Package strmetric
provides functions to measure string similarity and distance for Go lang.
Currently, package provides following similarity metrics;
Dice-Sørensen algorithm is used to gauge the similarity of two samples.
strmetric.DiceSorensonMetric("night", "nacht") // 0.6
The Hamming distance measures the minimum number of substitutions required to change one string into the other, or the minimum number of errors that. Used for error detection.
strmetric.HammingMetric("11011001", "10011101") // 2
Jaro Similarity is the edit distance between two strings. The higher the Jaro distance for two strings is, the more similar the strings are.
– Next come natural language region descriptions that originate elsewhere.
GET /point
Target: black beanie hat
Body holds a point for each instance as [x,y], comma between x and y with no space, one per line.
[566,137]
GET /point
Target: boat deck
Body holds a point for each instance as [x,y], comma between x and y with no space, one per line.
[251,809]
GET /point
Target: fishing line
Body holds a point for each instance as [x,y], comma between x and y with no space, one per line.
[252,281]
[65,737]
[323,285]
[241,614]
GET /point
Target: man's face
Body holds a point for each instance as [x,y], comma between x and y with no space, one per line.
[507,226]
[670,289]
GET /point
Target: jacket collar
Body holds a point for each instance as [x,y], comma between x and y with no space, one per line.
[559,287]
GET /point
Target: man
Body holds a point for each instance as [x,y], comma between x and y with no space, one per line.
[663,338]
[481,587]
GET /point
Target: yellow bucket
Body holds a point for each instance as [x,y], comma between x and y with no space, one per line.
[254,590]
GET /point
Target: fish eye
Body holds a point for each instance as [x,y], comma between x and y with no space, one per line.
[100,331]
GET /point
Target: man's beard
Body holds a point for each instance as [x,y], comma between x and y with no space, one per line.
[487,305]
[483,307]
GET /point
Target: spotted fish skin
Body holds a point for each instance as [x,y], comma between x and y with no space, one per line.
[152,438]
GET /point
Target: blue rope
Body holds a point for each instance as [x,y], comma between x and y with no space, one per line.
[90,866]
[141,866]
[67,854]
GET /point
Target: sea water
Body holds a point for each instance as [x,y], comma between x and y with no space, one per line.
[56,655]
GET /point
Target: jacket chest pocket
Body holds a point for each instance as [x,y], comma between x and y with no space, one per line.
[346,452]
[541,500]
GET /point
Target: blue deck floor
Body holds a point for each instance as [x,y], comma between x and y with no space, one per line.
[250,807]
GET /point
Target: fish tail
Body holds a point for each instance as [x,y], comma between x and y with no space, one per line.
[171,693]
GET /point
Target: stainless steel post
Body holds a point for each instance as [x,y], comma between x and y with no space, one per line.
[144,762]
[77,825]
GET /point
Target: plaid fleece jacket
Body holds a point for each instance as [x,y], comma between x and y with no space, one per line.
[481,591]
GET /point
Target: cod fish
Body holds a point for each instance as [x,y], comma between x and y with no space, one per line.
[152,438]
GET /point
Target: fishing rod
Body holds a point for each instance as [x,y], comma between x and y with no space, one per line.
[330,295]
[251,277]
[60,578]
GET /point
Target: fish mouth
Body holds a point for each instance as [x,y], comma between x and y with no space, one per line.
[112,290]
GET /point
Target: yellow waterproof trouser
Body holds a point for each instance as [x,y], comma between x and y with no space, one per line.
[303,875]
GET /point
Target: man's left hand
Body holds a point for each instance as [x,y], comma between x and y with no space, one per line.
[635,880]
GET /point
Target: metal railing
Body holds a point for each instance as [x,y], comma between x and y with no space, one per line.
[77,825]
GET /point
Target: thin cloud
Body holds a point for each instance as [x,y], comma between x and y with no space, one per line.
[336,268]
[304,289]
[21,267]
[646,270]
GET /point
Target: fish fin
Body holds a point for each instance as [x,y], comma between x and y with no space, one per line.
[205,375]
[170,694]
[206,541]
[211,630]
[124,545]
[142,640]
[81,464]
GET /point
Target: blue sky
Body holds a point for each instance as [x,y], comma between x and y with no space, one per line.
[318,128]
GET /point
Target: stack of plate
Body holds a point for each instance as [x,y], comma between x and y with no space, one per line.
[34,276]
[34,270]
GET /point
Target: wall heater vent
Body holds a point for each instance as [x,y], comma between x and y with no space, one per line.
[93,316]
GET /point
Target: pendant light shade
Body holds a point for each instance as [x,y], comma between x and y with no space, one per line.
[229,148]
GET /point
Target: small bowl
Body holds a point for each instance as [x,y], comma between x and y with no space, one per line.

strmetric.JaroMetric("JELLYFISH", "SMELLYFISH") // 0.896296
Uses the Jaro similarity but takes both string prefix into an account(up-to 4 characters) and factors into a score.
strmetric.JaroMetric("martha", "marhta") // 0.944444
strmetric.JaroWinklerMetric("martha", "marhta") // 0.961111
Levenshtein distance is a string metric for measuring the difference between two sequences. Used for spell checkers, error detection/correction in optical character recognition, etc.
strmetric.LevenshteinMetric("kitten", "sitting") // 3
Use of this source code is governed by an MIT license that can be found in the LICENSE file.